Ik merk daarbij op dat circa USD 4.800 miljard (88%) van het totale bedrag van USD
5.300 miljard aan subsidie dat door het IMF wordt genoemd, bestaat uit het wereldwijd
niet-beprijzen van negatieve externe effecten, zoals klimaatverandering, lokale luchtvervuiling
en verkeerscongestie. Het aandeel van direct aanwijsbare subsidies is veel lager.
Het is een bekend feit dat met name in ontwikkelingslanden de motorbrandstofprijzen
aan de pomp kunstmatig laag worden gehouden. In Nederland worden de motorbrandstoffen
juist relatief zwaar belast en wordt het gebruik van fossiele brandstoffen niet gestimuleerd.

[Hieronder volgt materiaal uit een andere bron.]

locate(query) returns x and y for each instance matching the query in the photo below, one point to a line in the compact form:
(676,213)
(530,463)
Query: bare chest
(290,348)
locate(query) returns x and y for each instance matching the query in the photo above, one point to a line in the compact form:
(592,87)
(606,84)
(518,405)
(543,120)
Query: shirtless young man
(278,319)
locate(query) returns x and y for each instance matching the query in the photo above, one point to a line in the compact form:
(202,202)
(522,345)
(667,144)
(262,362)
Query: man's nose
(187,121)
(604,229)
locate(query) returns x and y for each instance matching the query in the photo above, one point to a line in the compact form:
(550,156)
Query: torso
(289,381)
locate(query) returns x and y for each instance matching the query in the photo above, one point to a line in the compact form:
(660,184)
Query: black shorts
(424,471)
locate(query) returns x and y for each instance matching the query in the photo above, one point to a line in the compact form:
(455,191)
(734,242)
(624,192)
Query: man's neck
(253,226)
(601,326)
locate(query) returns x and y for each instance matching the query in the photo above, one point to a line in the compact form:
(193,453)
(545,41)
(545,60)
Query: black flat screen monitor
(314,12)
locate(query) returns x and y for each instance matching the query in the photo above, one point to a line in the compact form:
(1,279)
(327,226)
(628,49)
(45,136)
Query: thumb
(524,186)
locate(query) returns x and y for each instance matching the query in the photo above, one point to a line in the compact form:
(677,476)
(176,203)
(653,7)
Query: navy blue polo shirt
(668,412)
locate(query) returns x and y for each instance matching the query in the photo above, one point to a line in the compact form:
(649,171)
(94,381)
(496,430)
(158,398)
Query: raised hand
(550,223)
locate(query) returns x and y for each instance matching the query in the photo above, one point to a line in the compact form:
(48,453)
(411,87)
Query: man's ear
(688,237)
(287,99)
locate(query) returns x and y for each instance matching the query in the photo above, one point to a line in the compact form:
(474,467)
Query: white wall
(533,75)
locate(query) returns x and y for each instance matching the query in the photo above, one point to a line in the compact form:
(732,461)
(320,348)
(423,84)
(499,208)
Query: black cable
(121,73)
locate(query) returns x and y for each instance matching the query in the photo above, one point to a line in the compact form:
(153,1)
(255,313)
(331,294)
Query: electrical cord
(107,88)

Integendeel, Nederland is een van de koplopers binnen de OESO-landen wat milieubelastingen
betreft. In de Europese Unie zorgt het Europese Emission Trading System (ETS) verder
voor beprijzing van de negatieve externe effecten in de vorm van uitstoot van broeikasgassen
en wordt verdere versterking van dit ETS nagestreefd.
Vraag 3
Weet u nog dat u in het debat over het Energieakkoord van 13 januari 2015 aangaf dat
in Nederland de fossiele energiesector niet wordt gesubsidieerd?2 Vindt u dat nog steeds, wanneer het begrip «subsidie» opgerekt wordt zodat het ook
belastingvoordelen omvat? Wilt u uw antwoord uitleggen?
Antwoord 3
Fossiele brandstoffen worden in Nederland niet gesubsidieerd, ook niet via fiscale
maatregelen. Sommige accijnzen worden in Nederland inderdaad niet opgelegd. De reden
daarvoor zijn internationale verdragen waaraan het kabinet niet kan tornen. Het gaat
om het Verdrag van Chicago (accijnsvrijstelling gebruik kerosine in de internationale
luchtvaart) en het Verdrag van Mannheim (accijnsvrijstelling gebruik stookolie in
de internationale binnenvaart).
Tevens wordt de degressieve tariefstructuur in de energiebelasting regelmatig beschouwd
als subsidie voor fossiele energie. Ten onrechte, omdat deze tariefstructuur geldig
is ongeacht of het gaat om fossiele of om hernieuwbare energie. Er is gekozen voor
deze tariefstructuur om de concurrentiepositie van het bedrijfsleven ten opzichte
van buitenlandse concurrenten te waarborgen. Ook in andere landen gelden voor het
bedrijfsleven per saldo lagere tarieven dan voor kleinverbruikers.
Vraag 4 en 5
Onderschrijft u de suggesties van het Internationaal Monetair Fonds (IMF) om hogere
belastingen te heffen op fossiele brandstoffen? Zo nee, waarom niet?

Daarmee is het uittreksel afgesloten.